Hoe het ook zij, de zweedse kader biedt voor de justitiële een voorafgaande toestemming, of, in dringende situaties, ex-post gerechtelijk toezicht, die nu al een hogere controle dan wat de Rechtbank is het algemeen tevreden.

Een ander punt dat moet worden gemaakt is dat de massa toezicht praktijk in kwestie geen betrekking hebben op het dagelijks wetshandhaving of, meer nog, elk type van de preventieve politiezorg-methode, zoals bijvoorbeeld deed de relevante PNR geval. In plaats daarvan is beperkt in omvang, naar het gebied van de nationale veiligheid Echter, het is juist dit element dat maakt in dit geval nog meer interessant, vooral rekening houdend met de huidige ontwikkelingen. In het bijzonder, het is aangenaam verrassend dat het Hof zorgt voor exact dezelfde redenering en de normen voor de maatregelen van de nationale veiligheid en buitenlands intelligentie, een gebied waar de staten genieten in de breedste marge van waardering, zoals het deed voor maatregelen van de reguliere handhavingsactiviteiten en de strafrechtelijke procedure.
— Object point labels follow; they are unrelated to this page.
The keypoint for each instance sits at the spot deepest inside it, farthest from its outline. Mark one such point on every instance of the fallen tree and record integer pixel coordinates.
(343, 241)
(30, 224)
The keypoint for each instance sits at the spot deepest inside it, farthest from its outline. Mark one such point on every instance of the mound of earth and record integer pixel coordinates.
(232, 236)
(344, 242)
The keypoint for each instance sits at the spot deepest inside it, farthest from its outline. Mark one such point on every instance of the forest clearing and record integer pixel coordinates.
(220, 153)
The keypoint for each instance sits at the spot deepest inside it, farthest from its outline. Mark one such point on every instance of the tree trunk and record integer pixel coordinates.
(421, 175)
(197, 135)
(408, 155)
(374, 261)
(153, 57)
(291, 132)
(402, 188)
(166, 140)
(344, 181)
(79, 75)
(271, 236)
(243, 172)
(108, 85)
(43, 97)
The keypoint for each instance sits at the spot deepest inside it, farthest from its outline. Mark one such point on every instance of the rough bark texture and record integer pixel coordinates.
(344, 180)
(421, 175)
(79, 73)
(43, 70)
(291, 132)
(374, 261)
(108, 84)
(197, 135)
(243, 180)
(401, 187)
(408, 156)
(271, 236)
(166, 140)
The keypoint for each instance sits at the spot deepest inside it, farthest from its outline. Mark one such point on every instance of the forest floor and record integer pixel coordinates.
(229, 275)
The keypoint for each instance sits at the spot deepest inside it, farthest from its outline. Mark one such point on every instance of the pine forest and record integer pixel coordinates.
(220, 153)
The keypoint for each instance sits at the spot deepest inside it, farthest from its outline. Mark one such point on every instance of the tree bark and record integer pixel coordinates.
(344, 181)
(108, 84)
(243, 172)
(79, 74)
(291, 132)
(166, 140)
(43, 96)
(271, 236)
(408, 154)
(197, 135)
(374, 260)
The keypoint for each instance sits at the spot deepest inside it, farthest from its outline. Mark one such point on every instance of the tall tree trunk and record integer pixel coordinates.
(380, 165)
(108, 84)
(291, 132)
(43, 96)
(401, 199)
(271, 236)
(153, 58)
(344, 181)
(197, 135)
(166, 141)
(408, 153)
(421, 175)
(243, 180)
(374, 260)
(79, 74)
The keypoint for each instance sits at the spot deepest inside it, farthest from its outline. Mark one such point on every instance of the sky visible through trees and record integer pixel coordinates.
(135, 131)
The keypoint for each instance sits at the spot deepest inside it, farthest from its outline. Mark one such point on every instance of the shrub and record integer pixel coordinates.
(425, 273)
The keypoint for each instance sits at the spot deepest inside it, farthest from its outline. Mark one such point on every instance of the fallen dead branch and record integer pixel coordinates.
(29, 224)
Natuurlijk, het Europees Hof van de Rechten van de Mens is niet gebonden door de afwezigheid van de bevoegdheden met betrekking tot aangelegenheden van nationale veiligheid als de Europese Unie.

Meer specifiek, volgens artikel vier van het Verdrag betreffende de Europese Unie, 'de nationale veiligheid blijft de uitsluitende verantwoordelijkheid van elke Lidstaat".

Toch, met een aanhangige zaak met betrekking tot het verenigd koninkrijk bulk verzamelen van gegevens door inlichtingen diensten onder de controle van het Hof van Justitie van de Europese Unie, het is opmerkelijk dat het Europese Hof van de Rechten van de Mens de stap naar de toepassing van dezelfde criteria die voor zowel de handhaving van de wet-en inlichtingendiensten op een ongenuanceerde wijze.

Terwijl het kan lang duren, vooral als deze procedure vindt plaats in het midden van de Brexit proces, voordat wij de kans krijgen om te lezen van de uitspraak de uitspraak van het HOF, of zelfs de, volgens Advies van de Advocaat-Generaal zal worden juridisch en politiek interessant om te zien of het europees HOF van justitie zal reageren op dezelfde of vergelijkbare wijze als de Rechtbank heeft gedaan.